Sun. May 26, 2019 9:00 AM - 10:30 AM A02 (TOKYO BAY MAKUHARI HALL)

convener:Hideaki Miyamoto(University of Tokyo), Tomohiro Usui(Earth-Life Science Institute, Tokyo Institute of Technology), Ayako Matsuoka(Research Division for Space Plasma, Institute of Space and Astronautical Science, Japan Aerospace Exploration Agency), Sushil K Atreya(University of Michigan Ann Arbor), Chairperson:Sushil Atreya

10:00 AM - 10:15 AM

[PPS04-05] First Observation of Magnetic Pulsations on Martian Surface

*Peter J Chi1, Christopher T Russell1, Steve Joy1, Don Banfield2, Catherine L Johnson3,4, Yingjuan Ma1, Anna Mittelholz3, Yanan Yu1 (1.University of California Los Angeles, 2.Cornell University, 3.University of British Columbia, 4.Planetary Science Institute)

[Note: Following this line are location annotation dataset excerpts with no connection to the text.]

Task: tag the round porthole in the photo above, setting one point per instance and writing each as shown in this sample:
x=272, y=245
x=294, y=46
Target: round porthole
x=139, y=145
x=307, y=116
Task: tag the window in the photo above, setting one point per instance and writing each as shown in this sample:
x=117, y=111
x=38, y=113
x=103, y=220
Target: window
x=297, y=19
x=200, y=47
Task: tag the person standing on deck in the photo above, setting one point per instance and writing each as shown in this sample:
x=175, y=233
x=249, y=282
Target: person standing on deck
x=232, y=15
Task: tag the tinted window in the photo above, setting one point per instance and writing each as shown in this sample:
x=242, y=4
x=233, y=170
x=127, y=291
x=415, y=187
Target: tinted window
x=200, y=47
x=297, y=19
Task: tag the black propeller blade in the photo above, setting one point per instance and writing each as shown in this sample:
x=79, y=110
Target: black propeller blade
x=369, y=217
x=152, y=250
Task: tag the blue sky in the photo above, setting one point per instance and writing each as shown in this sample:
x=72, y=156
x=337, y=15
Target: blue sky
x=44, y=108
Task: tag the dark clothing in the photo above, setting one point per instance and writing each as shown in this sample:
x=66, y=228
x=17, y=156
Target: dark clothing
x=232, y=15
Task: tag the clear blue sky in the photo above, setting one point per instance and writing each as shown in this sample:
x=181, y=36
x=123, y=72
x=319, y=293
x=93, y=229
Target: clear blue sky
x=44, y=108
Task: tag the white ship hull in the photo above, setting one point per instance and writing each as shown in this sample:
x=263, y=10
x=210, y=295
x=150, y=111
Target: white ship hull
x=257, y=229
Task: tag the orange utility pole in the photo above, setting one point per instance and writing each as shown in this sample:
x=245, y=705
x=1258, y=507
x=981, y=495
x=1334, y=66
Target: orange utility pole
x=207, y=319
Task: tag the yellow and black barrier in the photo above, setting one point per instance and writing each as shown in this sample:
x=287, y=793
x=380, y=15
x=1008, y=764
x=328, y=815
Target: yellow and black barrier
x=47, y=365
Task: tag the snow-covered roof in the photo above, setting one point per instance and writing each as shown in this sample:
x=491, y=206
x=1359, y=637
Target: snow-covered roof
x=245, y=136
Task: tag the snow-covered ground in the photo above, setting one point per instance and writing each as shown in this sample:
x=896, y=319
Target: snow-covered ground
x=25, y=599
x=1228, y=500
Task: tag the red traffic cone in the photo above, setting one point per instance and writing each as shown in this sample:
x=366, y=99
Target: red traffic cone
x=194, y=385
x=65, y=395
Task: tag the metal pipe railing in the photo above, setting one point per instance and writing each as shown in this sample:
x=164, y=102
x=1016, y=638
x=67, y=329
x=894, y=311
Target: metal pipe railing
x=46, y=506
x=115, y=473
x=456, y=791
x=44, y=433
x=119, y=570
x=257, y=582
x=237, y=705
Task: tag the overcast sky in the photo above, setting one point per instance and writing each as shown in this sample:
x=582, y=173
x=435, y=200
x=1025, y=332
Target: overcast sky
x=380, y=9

Keywords:Mars, NASA InSight mission, surface magnetic field, induced magnetosphere, solar wind interaction with Mars

Landed in the western Elysium Planitia on Mars on November 26, 2018, InSight is the first Mars surface mission that carries a magnetometer. One of the research topics that can be investigated by using the InSight FluxGate (IFG) magnetometer observations is ultra-low-frequency (ULF) magnetic pulsations. Past and ongoing Mars orbiter missions have observed several types of magnetic pulsations near the planet, but whether any of them can reach the Martian surface is an open question. We study the initial IFG data to examine whether and what types of magnetic pulsations are present on the Martian surface. We have found continuous pulsations (Pc) with frequencies at ~10 mHz occurring mostly near midnight. Pc at lower frequencies (of the order of 1 mHz) has also been found in the local morning. The data from the Temperature and Wind for InSight Subsystem (TWINS) confirm that these ULF oscillations in the IFG data are not caused by the wind-driven motion of the lander. Data from the Mars-orbiting MAVEN spacecraft show that the ~10-mHz magnetic pulsations observed by InSight are different from the upstream waves in the foreshock region but may be induced by the oscillations in the tail plasma sheet. The observed continuous pulsations on the Martian surface near midnight are distinct from what are typically observed on the Earth’s surface at the same local hours. The different field and plasma environment at Mars raises interesting questions regarding how the magnetic pulsations in the induced magnetosphere propagate to the surface.